Inconsistent efforts usually lead to not following up adequately enough to drive sales, which lowers your closure rate. According to The Lead Management Study, you need to follow up at least six times to avoid giving up too soon. Increasing your call attempts can lead to a potential 70% increase in responses.

So, as the best sales courses advise, to flip the script and raise your closure rate, maintain a consistent process in both your daily tasks and your follow-ups. Through trial and error, find a strategy that brings you the most results. For instance, you can break up your daily tasks and action them at the same time every day. That way, you have enough time set aside for prospecting, emailing, follow-up calls, and other admin tasks.

Not listening

Your customers usually deal with scores of sellers on the daily. It often gets tiring to listen to pitch after pitch. Unfortunately, salespeople typically make the mistake of piling more pitches on the customer. The more buyers have to listen to pitches, the higher the odds that they won’t pay attention or respond.

By talking more than you listen, you signal to the buyer that you’re more concerned with moving your product or service than caring about what the customer really wants and needs.

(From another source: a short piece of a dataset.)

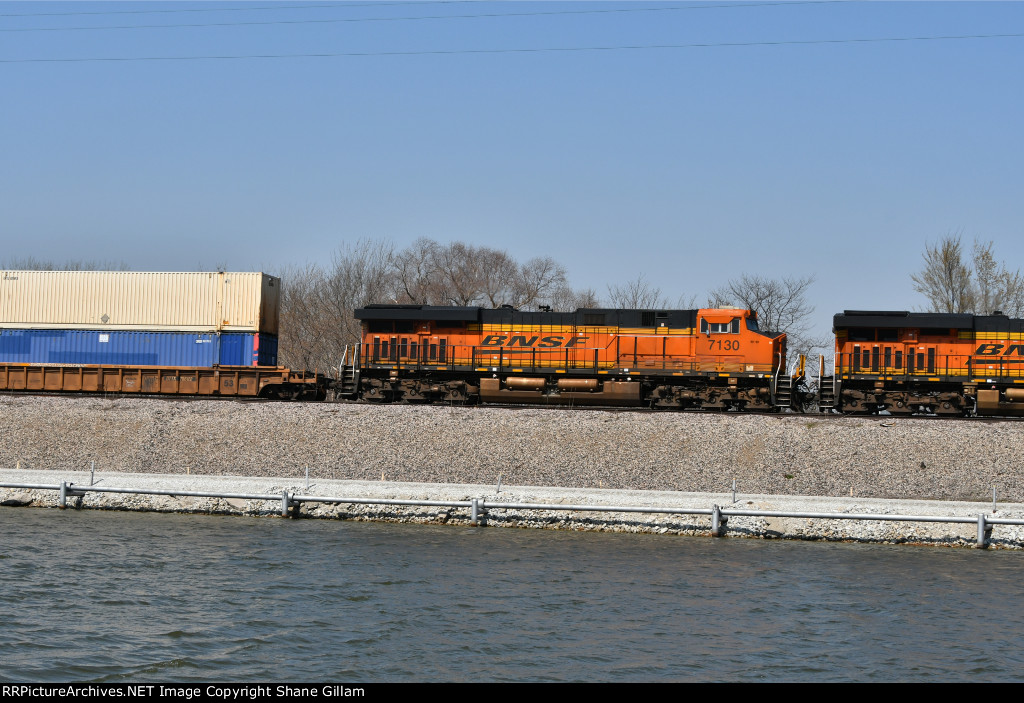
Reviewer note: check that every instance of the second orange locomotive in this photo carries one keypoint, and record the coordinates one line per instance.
(705, 358)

Instead, consider listening more than you talk to strike a better rapport with your leads. As most sales courses teach, if you listen to the customer, they’ll usually tell you exactly what you need in order to bring the deal to a close. Once you visualize a customer’s needs, you can help them see how your offering presents the best solution to their pain points.

Winning at all costs

Meeting quotas and gunning for targets is an important part of sales. However, if you focus on the end goal so much that you want to hit the bullseye at all costs, you’ll do more harm than good. For instance, you may find yourself:

  • Stretching the truth or exaggerating the benefits. Overselling the benefits of your offering may sour your relations with buyers when they pick up on the facts. Unhappy customers are a breeding ground for bad reviews and negative word-of-mouth reports, which can ruin your long-term sales. According to Reputation Builder, 80% of customers will settle for another seller if they read a negative review of the first company on an online platform.
  • Becoming overly competitive. A healthy dose of competition keeps you on your toes. However, it’s possible to become so competitive that you’re not supporting other team members. Team effort is important for the overall success of the business. When you work together as a team, you can feed off each other’s strengths and make up for weaknesses. Plus, you can help each other understand the concepts you learn in your training courses and workshops. When team members share their knowledge around, they can collectively close more deals.

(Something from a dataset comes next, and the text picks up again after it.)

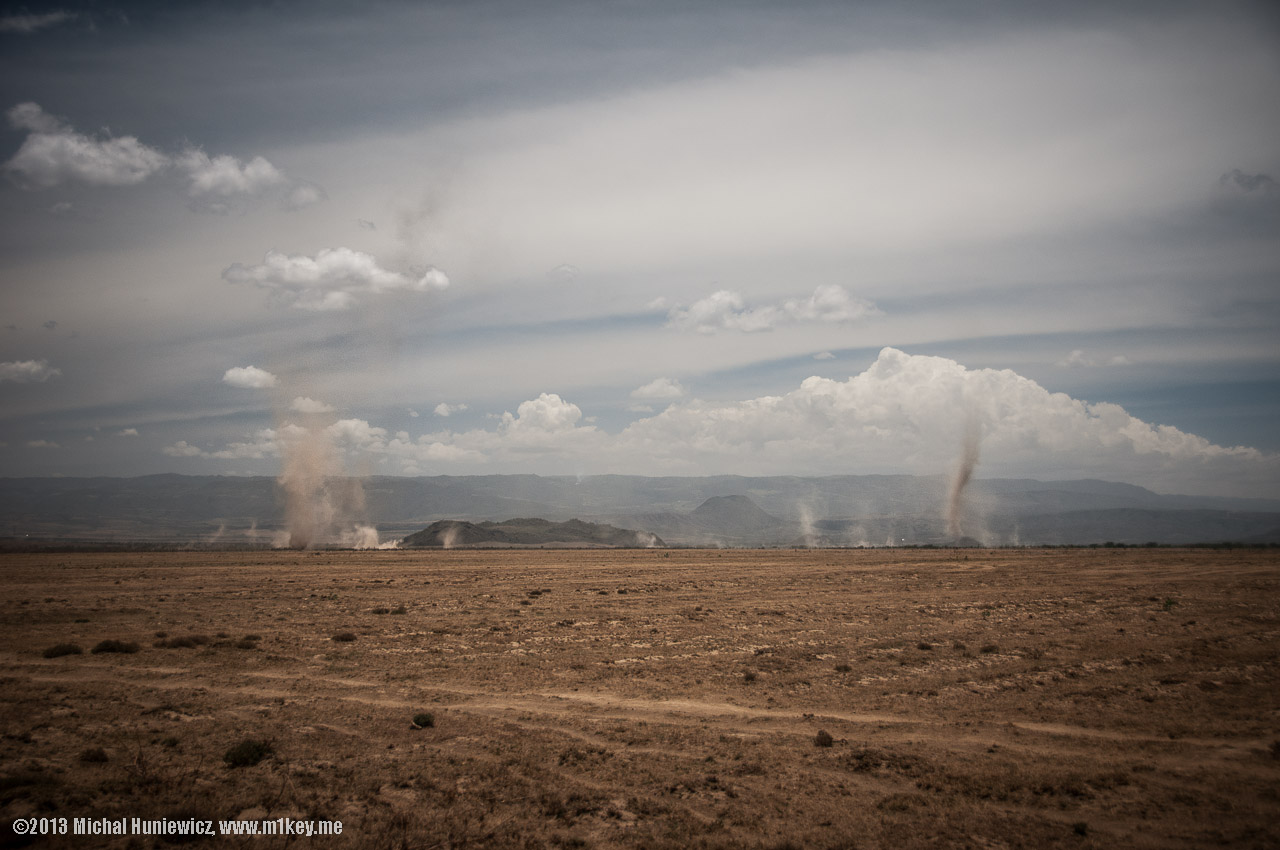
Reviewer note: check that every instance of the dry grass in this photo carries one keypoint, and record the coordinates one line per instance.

So, rather than going hard for the win, focus on building rock-solid relations with buyers and other stakeholders. Strong relations promote mutually beneficial outcomes that bring long-term success to the business.

Pushing customers

When customers buy your product without fully thinking through their decisions, it often leads to strong buyer’s remorse, which dampens repeat purchases and can kill the deal.

Salespeople typically make the mistake of pressuring buyers into making quick decisions. While this might help you make more short-term sales, it puts a pin in your long-term goals.

The best sales courses teach that it’s important to focus more on the value proposition than on the sale itself. When you shine a light on value, buyers can make an informed, well-thought-out decision. That way, your customers are less likely to feel rushed or pressured into a decision. In turn, customers feel positive about their purchase and about you as a company.

Ultimately, listen to your customers and work consistently. Focus on the value proposition and building relationships to steer clear of common pitfalls and achieve more success.